Jurassic World leans into the pulpier underpinnings of the concept and is all the better for it. More than any other film in the series, it feels like a Saturday matinee jungle adventure, and if in doing so it loses some of the polish and artistry of the first film, it gains a lot of momentum. The Indominus is kind of a goofy lead monster, seemingly picking up whatever traits it needs to make any given set piece work (it can not only camouflage itself like a cuttlefish, it can mask its heat signature), but here’s the thing: the set pieces work. There’s an energy and verve to the proceedings, and Trevorrow has real chops when it comes to ratcheting up the suspense.

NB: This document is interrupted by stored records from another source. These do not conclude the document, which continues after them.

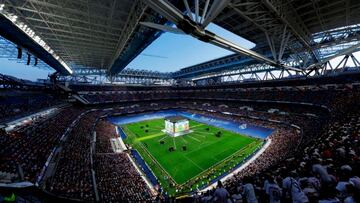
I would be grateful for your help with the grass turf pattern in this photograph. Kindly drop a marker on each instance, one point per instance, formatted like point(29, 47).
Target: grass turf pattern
point(206, 155)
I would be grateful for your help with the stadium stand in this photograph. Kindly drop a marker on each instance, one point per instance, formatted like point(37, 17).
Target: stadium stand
point(73, 175)
point(60, 140)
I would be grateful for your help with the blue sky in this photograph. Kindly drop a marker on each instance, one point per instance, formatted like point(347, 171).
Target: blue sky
point(183, 50)
point(179, 51)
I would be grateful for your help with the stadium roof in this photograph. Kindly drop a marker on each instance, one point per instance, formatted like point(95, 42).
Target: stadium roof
point(106, 35)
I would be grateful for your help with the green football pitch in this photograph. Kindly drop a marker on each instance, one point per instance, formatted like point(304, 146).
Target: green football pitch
point(206, 155)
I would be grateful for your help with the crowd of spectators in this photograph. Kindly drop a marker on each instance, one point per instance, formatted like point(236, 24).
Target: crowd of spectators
point(313, 153)
point(28, 146)
point(15, 104)
point(73, 176)
point(104, 132)
point(326, 171)
point(116, 176)
point(118, 180)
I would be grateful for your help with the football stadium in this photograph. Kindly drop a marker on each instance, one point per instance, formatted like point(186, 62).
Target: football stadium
point(180, 101)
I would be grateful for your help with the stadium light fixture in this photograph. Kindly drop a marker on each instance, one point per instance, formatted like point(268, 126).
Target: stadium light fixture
point(30, 33)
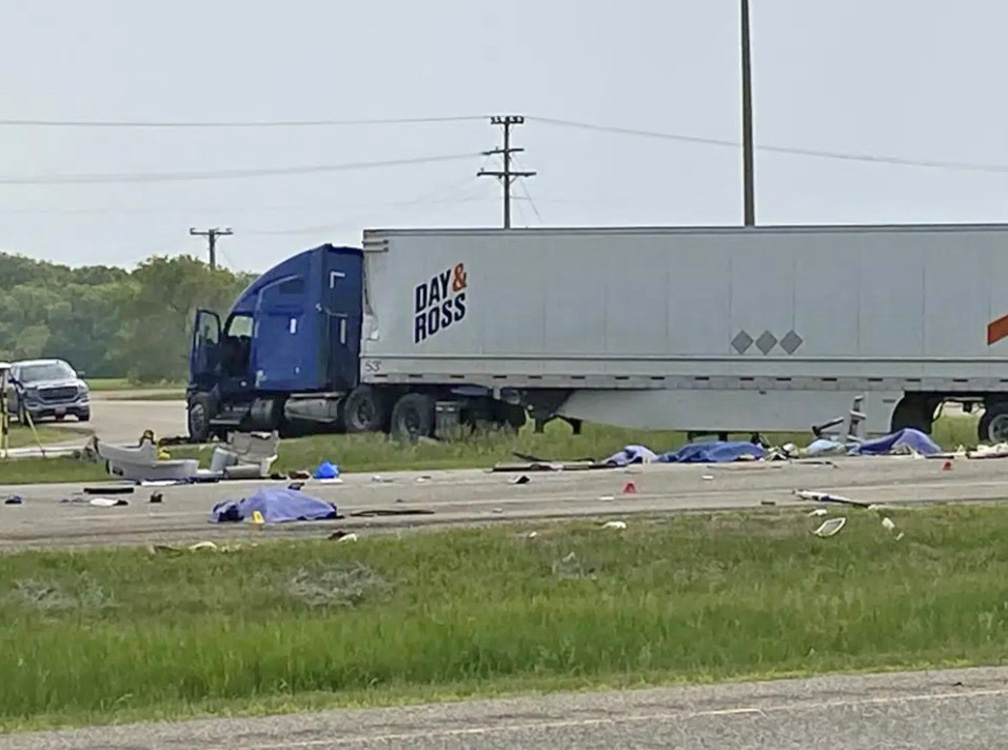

He also has a gleeful Halloween-spree approach to the horror elements of the story – and it’s easy to forget, isn’t it? that the Jurassic Park series, for all its childlike wonder and spectacle, is built around the threat of giant lizards eating people. Jurassic World has the biggest body count so far, largely by dint of having a large civilian population on hand for the creatures to feed on.

What doesn’t work? Well, any attempt to make the characters seem more than proxies through which to experience the spectacle, for one thing. There’s a bit of business about Zach and Gray’s parents getting divorced that lands with a leaden thud. Any business about the morality of playing god in the lab or using the dinosaurs as entertainment or weapons is also way too muddled to work – all our protagonists are straight up participating in the animals’ exploitation from the get-go, so when Pratt slugs Vincent D‘Onofrio, who shows up as a shady suit who sees (pretty damn obvious) military applications for domesticated raptors, it’s more than a little disingenuous.

In the end, Jurassic World is a big budge B movie, and a pretty decent one. It’s not a game changer like the original, but it was never going to be. It is, however, a pretty neat dinosaur adventure with plenty of thrills and kills, and that’s a decent night’s entertainment.